The status of CyPs in L. donovani has remained an enigma ever since it was discovered, that these cells, unlike other parasitic protozoa, were relatively resistant to CsA. Using degenerate oligonucleotide, designed against the conserved CsA binding motif (WLDGRHVVF), a CyP gene (LdCyP) was isolated from the genomic library of the parasite. Although this result by no means ruled out the absence of other CyP genes in L. donovani, it prompted us to study the status of CyP proteins in the free-living form of this parasite. While analyzing the 5'-end of the LdCyP-encoded sequence, which distinctly differs from that reported in L. major, an alternative in-frame ATG upstream (-90 base pair) of the predicted translation initiation site was detected. However, several features of the DNA sequence suggested that this in all probability is not the physiological translation initiation site. This was borne out by the smaller size of the in vivo protein product. Second, the predicted translation initiation is preceded by a sequence closer to the eucaryotic translation initiation signal (39). Third, the occurrence of the multiple polypyrimidine stretches, typical of all the Leishmania-encoded genes, was clearly prevalent upstream of the predicted translation initiation site, and finally, the sequence upstream of the predicted translation site exhibited only 60% preference for G/C at the wobble position, far lower than the high G/C bias (>= 80%) invariably observed in most genes, including LdCyP, cloned from L. donovani (18, 40, 41).

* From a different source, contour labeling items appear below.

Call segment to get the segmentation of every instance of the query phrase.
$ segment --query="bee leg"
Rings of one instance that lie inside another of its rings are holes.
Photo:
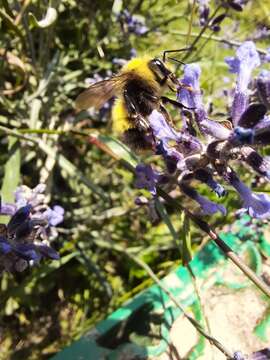
[[[188,109],[188,110],[195,110],[195,108],[189,108],[181,103],[179,103],[178,101],[172,100],[170,98],[167,98],[167,96],[161,96],[161,101],[163,104],[171,104],[174,107],[176,107],[177,109]]]
[[[128,95],[127,90],[124,90],[124,99],[127,106],[128,114],[134,120],[135,125],[137,125],[142,130],[148,130],[149,124],[144,119],[142,115],[137,110],[136,104],[132,101],[131,97]]]
[[[172,126],[174,126],[173,120],[171,118],[171,115],[168,113],[167,109],[160,104],[159,106],[159,111],[161,112],[161,114],[164,116],[165,120]]]

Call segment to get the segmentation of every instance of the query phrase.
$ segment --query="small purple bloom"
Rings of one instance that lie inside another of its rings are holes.
[[[226,215],[227,211],[223,205],[216,204],[213,201],[206,199],[205,197],[199,195],[195,189],[187,186],[186,184],[182,183],[179,184],[179,186],[184,194],[195,200],[200,205],[205,215],[213,215],[217,212],[220,212],[222,215]]]
[[[46,258],[50,258],[52,260],[59,260],[60,256],[57,251],[47,245],[36,245],[36,249]]]
[[[210,189],[212,189],[218,197],[223,197],[226,195],[226,190],[224,187],[217,183],[214,179],[212,174],[205,170],[205,169],[198,169],[194,173],[195,179],[207,184]]]
[[[234,144],[235,146],[240,146],[244,144],[253,144],[254,142],[254,133],[253,129],[244,129],[241,126],[237,126],[231,136],[230,136],[230,143]]]
[[[187,64],[184,67],[184,77],[181,84],[190,86],[192,91],[179,87],[177,99],[188,108],[203,109],[201,90],[200,90],[201,68],[198,64]]]
[[[0,239],[0,253],[1,254],[8,254],[11,252],[12,247],[11,245],[6,241],[6,239]]]
[[[47,219],[50,226],[57,226],[64,220],[64,213],[65,210],[62,208],[62,206],[55,205],[52,209],[47,209],[43,216]]]
[[[257,91],[260,100],[270,108],[270,71],[262,70],[256,81]]]
[[[236,57],[227,57],[225,62],[230,67],[230,72],[236,73],[237,90],[245,92],[251,80],[252,71],[261,64],[260,56],[252,41],[244,42],[236,51]]]
[[[9,203],[2,203],[0,205],[0,214],[12,216],[15,214],[17,206]]]
[[[135,186],[138,189],[147,189],[152,195],[157,194],[156,185],[160,174],[154,171],[151,165],[139,164],[136,166]]]
[[[32,205],[26,205],[17,210],[7,224],[8,233],[14,234],[18,227],[29,218],[31,211]]]
[[[200,123],[200,129],[204,134],[213,136],[219,140],[226,140],[231,134],[231,130],[218,123],[217,121],[204,119]]]
[[[196,201],[200,204],[203,213],[206,215],[214,215],[217,212],[220,212],[224,216],[226,215],[227,211],[223,205],[216,204],[201,195],[197,196]]]
[[[245,356],[241,353],[241,351],[236,351],[233,354],[233,360],[245,360]]]
[[[148,119],[153,135],[155,138],[162,140],[165,147],[169,144],[169,142],[176,142],[179,139],[177,131],[170,126],[159,111],[153,110]]]
[[[237,124],[248,103],[248,85],[252,71],[260,65],[260,56],[252,41],[244,42],[236,51],[236,57],[225,58],[229,70],[237,74],[235,95],[232,104],[232,119]]]
[[[16,244],[13,246],[13,250],[26,261],[33,260],[36,262],[41,259],[41,256],[37,253],[34,244]]]
[[[250,216],[259,219],[270,217],[270,196],[253,193],[233,172],[229,175],[229,181],[239,193],[243,207],[248,210]]]

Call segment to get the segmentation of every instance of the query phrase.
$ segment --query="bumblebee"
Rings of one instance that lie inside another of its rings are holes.
[[[148,56],[138,57],[125,64],[118,75],[91,85],[77,97],[75,105],[78,110],[90,107],[98,110],[116,96],[112,108],[113,131],[121,133],[131,148],[147,149],[151,135],[148,116],[156,109],[171,122],[164,104],[183,105],[162,94],[166,88],[176,91],[180,85],[163,61]]]

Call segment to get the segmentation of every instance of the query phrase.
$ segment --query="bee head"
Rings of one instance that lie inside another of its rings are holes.
[[[177,78],[169,70],[163,61],[154,58],[148,63],[150,70],[154,73],[156,81],[160,85],[167,85],[171,90],[175,91],[175,85],[178,85]]]

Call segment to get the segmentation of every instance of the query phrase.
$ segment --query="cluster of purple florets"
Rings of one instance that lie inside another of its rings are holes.
[[[252,217],[266,219],[270,217],[270,196],[254,193],[233,167],[236,161],[247,165],[266,181],[270,179],[270,163],[258,153],[259,148],[270,144],[270,117],[267,115],[270,72],[262,70],[251,82],[253,70],[261,64],[252,41],[244,42],[236,56],[225,61],[230,72],[236,74],[225,121],[210,119],[199,84],[201,69],[198,64],[186,65],[177,93],[177,100],[185,106],[181,110],[182,128],[176,130],[157,110],[149,118],[153,148],[156,155],[162,156],[166,168],[161,172],[151,165],[138,165],[136,186],[156,196],[157,186],[167,182],[166,189],[180,188],[183,194],[198,203],[203,214],[208,215],[216,212],[225,215],[226,209],[200,195],[192,182],[206,184],[217,197],[226,196],[227,189],[233,187],[242,200],[243,211]],[[250,101],[251,95],[256,97],[255,102]],[[219,183],[221,180],[222,184]],[[225,189],[223,184],[229,186]]]
[[[55,226],[63,221],[64,209],[50,208],[44,191],[44,184],[34,189],[20,186],[15,204],[1,203],[0,214],[10,219],[0,225],[0,271],[21,272],[42,258],[59,259],[50,241],[57,236]]]

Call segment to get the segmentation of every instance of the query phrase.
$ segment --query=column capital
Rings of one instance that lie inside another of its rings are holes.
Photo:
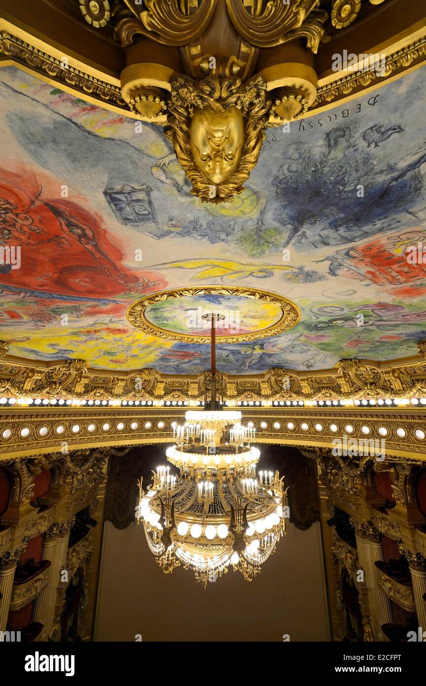
[[[69,533],[74,523],[74,517],[72,517],[68,521],[54,521],[45,532],[45,542],[49,543],[54,541],[55,539],[64,538],[64,536]]]
[[[410,569],[413,571],[423,571],[426,573],[426,558],[424,558],[421,553],[414,553],[411,550],[399,546],[399,552],[406,558]]]
[[[371,521],[357,521],[356,519],[353,519],[351,517],[350,521],[358,538],[364,541],[370,541],[373,543],[381,543],[381,534]]]
[[[0,557],[0,571],[13,569],[26,548],[26,545],[21,545],[16,550],[6,550]]]

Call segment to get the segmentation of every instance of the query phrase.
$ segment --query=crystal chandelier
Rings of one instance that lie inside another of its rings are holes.
[[[212,322],[210,399],[203,410],[188,410],[175,426],[175,445],[166,456],[177,468],[159,466],[147,493],[139,486],[136,523],[143,520],[151,552],[165,573],[181,565],[192,569],[203,588],[229,566],[247,581],[258,574],[286,533],[284,477],[256,472],[260,453],[255,429],[242,426],[241,412],[220,409],[216,392],[214,328]]]

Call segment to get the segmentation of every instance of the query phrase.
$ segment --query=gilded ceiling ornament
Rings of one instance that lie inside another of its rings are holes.
[[[249,43],[258,47],[272,47],[308,36],[309,32],[303,29],[307,21],[313,19],[318,24],[318,36],[315,45],[309,47],[314,47],[314,51],[316,52],[324,34],[323,24],[328,16],[323,10],[316,10],[313,16],[309,16],[317,7],[318,0],[293,0],[291,3],[268,0],[262,3],[262,12],[253,14],[247,11],[243,0],[226,0],[226,4],[234,27]],[[313,26],[312,23],[311,32]]]
[[[9,606],[10,610],[14,612],[34,600],[42,589],[44,589],[49,583],[49,576],[50,564],[34,578],[30,579],[23,584],[14,584]]]
[[[377,584],[386,595],[408,612],[414,612],[416,602],[412,586],[399,583],[377,566],[375,572]]]
[[[133,303],[126,313],[127,318],[131,324],[137,329],[140,329],[144,333],[160,338],[166,338],[170,340],[186,341],[192,343],[208,343],[209,335],[198,335],[187,333],[176,333],[168,329],[160,329],[151,322],[145,315],[147,308],[155,303],[186,296],[193,297],[205,295],[238,296],[241,298],[253,298],[263,300],[266,303],[276,303],[281,306],[281,314],[278,322],[274,322],[266,329],[251,331],[249,333],[236,333],[229,335],[216,336],[218,342],[238,342],[238,341],[258,340],[267,336],[277,335],[282,331],[291,329],[299,321],[301,312],[299,307],[291,300],[283,296],[277,295],[268,291],[260,291],[242,286],[197,286],[179,288],[173,290],[161,291],[142,298]],[[152,373],[149,372],[152,377]],[[145,379],[145,386],[148,379]]]
[[[331,9],[331,23],[336,29],[344,29],[355,21],[360,10],[361,0],[335,0]]]
[[[258,162],[271,106],[258,76],[210,76],[197,82],[175,77],[168,100],[166,137],[203,202],[223,202],[243,190]]]
[[[0,359],[8,354],[8,341],[0,341]]]
[[[111,12],[108,0],[79,0],[80,12],[88,24],[95,29],[105,26]]]

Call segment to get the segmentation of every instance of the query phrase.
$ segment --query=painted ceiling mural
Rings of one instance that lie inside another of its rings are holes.
[[[268,130],[246,190],[216,205],[190,195],[155,125],[2,69],[0,248],[21,255],[0,263],[0,338],[32,359],[198,372],[208,345],[145,334],[126,310],[164,289],[236,285],[284,296],[301,318],[277,336],[221,344],[222,371],[416,354],[426,338],[425,99],[419,69]],[[280,316],[231,295],[187,300],[155,303],[147,317],[205,334],[197,322],[209,307],[228,314],[225,333]]]

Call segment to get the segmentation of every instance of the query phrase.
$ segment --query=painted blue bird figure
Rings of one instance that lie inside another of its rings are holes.
[[[403,131],[403,129],[399,124],[389,126],[386,129],[384,129],[383,124],[373,124],[364,132],[362,138],[366,143],[367,147],[370,147],[373,144],[375,147],[377,147],[379,143],[387,141],[394,133],[401,133],[401,131]]]

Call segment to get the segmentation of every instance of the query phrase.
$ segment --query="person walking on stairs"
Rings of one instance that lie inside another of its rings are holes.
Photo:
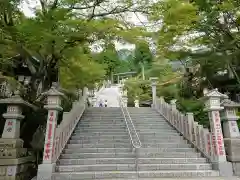
[[[104,102],[104,106],[107,107],[107,100],[105,100],[105,102]]]

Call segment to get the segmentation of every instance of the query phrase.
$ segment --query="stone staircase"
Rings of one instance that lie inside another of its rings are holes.
[[[134,178],[135,156],[120,108],[88,108],[61,155],[54,180]]]
[[[138,155],[141,174],[154,178],[217,177],[201,157],[167,121],[151,108],[128,108],[142,142]],[[144,172],[144,173],[143,173]]]
[[[211,164],[151,108],[128,108],[142,142],[133,152],[120,108],[88,108],[53,180],[216,177]]]

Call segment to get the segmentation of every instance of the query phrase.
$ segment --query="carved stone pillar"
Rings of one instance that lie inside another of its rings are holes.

The most important finding of this work, however, relates to the levels of expression of CyP proteins in the free-living L. donovani. Although the RT-PCR amplification studies indicated the expression of only the cognate LdCyP gene, the combined results of immunochemical analysis and direct [3H]CsA binding assays firmly established that LdCyP, associated with the particulate fraction of the cell, was indeed the most abundant CsA-binding protein present in the free-living promastigotes. Interestingly, none of these assays detected any appreciable levels of CsA-binding protein in the cytoplasmic fraction of the cell. Because gene expression in Leishmania is thought to be predominantly regulated post-transcriptionally by cis-acting elements (e.g. by RNA decay and RNA processing and translation), it remains to be seen whether the lack of abundance of cytosolic CyP in L. donovani is due to lack of its expression in the promastigote stage or due to other causes like message instability (42).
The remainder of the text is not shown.